Your show is about spending one month entirely in song. How did you come up with this idea?

I wanted to throw myself off a cliff, in a manner of speaking. I wanted to do something with singing because I find it so incredibly nerve-wracking. What was its history? I fantasised about a period in human history before speech – hairy cave people yodelling to each other across a ravine, primitive hunters singing bison over a cliff – and wondered where all those long sounds had gone. Why does there seem to be less singing, or confidence in making long, loud sounds? I thought the best way to explore these questions would be to confront them directly. In a way it’s a reaction to the body based self-harming of ‘traditional’ performance art with an attack on not my body but on my ego/public persona, my nerves, and using not the shared understanding of the body and physical pain, but the shared idea of public performance and humiliation.

Were there any benefits to the experiment? Did it improve your relationships or lead to meeting new people?

Relationships were turned on their heads. Singing things like “Hello, are you Susan? I’m Greg, I’m staying with you for a few days while I work at the Junction theatre.” presents a totally different reality and how people cope with that is fascinating. I recommend singing to someone when you meet them; it’s a good test for soul. Of the people I met, the special ones are heard in the songs or music of the show. The rest, the probably thousands that heard some part of what I was doing, are in the silences.
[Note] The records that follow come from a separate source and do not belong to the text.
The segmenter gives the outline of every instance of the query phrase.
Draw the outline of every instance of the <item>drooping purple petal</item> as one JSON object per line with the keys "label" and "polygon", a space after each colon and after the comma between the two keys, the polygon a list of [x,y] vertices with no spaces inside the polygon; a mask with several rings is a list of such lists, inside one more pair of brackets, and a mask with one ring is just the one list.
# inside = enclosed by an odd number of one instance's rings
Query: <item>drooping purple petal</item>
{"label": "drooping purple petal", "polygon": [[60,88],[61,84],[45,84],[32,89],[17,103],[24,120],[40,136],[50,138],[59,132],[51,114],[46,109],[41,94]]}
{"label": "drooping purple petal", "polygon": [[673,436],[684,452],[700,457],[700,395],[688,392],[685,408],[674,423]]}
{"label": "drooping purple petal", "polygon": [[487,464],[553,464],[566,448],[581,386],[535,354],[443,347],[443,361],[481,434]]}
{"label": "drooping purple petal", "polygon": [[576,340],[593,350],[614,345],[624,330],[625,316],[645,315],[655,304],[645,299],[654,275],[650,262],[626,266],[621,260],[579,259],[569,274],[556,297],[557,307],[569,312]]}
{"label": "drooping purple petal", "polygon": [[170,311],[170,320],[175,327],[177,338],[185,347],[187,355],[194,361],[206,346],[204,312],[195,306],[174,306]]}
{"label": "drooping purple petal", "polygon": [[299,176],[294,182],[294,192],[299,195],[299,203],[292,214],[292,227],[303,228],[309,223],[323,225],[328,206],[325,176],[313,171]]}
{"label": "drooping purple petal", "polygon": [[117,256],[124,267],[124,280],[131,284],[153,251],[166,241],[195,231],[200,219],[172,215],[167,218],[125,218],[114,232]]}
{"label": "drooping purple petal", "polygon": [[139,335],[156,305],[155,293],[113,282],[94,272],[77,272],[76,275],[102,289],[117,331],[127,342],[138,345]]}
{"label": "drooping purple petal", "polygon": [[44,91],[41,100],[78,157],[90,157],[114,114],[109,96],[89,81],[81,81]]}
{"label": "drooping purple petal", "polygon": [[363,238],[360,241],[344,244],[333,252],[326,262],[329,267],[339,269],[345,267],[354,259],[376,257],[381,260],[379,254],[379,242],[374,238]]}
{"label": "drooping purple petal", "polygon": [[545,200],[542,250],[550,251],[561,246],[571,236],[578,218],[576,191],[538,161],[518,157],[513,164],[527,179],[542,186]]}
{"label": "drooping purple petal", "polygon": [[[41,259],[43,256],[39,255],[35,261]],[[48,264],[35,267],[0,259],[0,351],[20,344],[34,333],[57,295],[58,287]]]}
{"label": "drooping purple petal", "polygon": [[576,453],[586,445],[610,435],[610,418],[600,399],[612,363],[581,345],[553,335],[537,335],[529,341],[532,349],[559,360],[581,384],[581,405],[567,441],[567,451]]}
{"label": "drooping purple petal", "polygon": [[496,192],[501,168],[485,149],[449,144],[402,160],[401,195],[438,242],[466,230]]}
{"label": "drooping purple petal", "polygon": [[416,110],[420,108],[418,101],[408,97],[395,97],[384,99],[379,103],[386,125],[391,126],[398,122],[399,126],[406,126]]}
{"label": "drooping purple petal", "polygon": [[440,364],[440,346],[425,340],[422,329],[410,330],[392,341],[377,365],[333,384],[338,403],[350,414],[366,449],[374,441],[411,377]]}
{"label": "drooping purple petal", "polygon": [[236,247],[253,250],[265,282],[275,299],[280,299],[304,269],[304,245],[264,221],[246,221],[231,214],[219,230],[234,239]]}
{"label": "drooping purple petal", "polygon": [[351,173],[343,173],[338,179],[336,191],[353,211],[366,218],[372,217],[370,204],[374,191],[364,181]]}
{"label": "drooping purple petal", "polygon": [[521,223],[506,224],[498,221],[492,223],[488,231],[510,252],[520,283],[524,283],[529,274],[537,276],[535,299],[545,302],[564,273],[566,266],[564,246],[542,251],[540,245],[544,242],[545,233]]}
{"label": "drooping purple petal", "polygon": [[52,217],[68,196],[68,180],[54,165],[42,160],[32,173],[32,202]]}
The whole experience made me appreciate the latent voice that people have and how they mostly burn to use it, it’s not doing so that creates such frustration and paranoia in our society.

I got a lot better at improvising singing and lyrics that communicate urgent things. I had some remarkable times singing with others and we shared a lot of knowledge. Hmm, yes, I got to make a show that is a totally honest expression of a profound period of my life, I didn’t expect that. I think that’s a benefit.

Presumably there were negative reactions too?!

Yes! On the whole, the singing period was pretty miserable. It never came to violence but I got moved on a few times, mostly in a very friendly way, oh, apart from the time a security guard realised I was recording what he said. He turned quite serious. By far the most depressing moments were singing to people that didn’t want to sing back, but also wouldn’t be rude, and so just spoke, completely ignoring the fact I was singing, not even asking why, or asking, like one fabulous woman, “Are you really singing?”.

The show addresses conformity and vulnerability in stepping outside the norm. How did it feel to be viewed as ‘different’ by the world?

It’s not so nice on the fringes of acceptable behaviour. I suppose the closest comparison would be to a touretic cousin that comes to visit for a while, and though terribly charming, is very annoying and disturbs your normal mode of communication. I became a lot more sympathetic to the people in society that are invisible, you know, buskers, beggars, freaks. I felt at times like I was fading out from reality – people had made a collective decision to banish me from their collective consciousness, and I, although apparent, was inconsequential. It’s fucked up, it’s simply a question of market context: sing without a hat in front of you and you’re an incomprehensible mad man. Put a hat down, and you can shove a ferret up your trousers playing a conch, or some other mad shit, and everyone gets it.

Any favourite song lyrics you’d like to share?

A Taiwanese classical singing student at Birmingham Conservatoire sang to me that I could “Live in the world while it’s spinning”, I think she meant live in the word, but either way it’s so beautiful.

Would you do it again?

Yes, but in different places around the world. Actually, I think it would make a great radio show. Any radio producers out there want to take me up on that?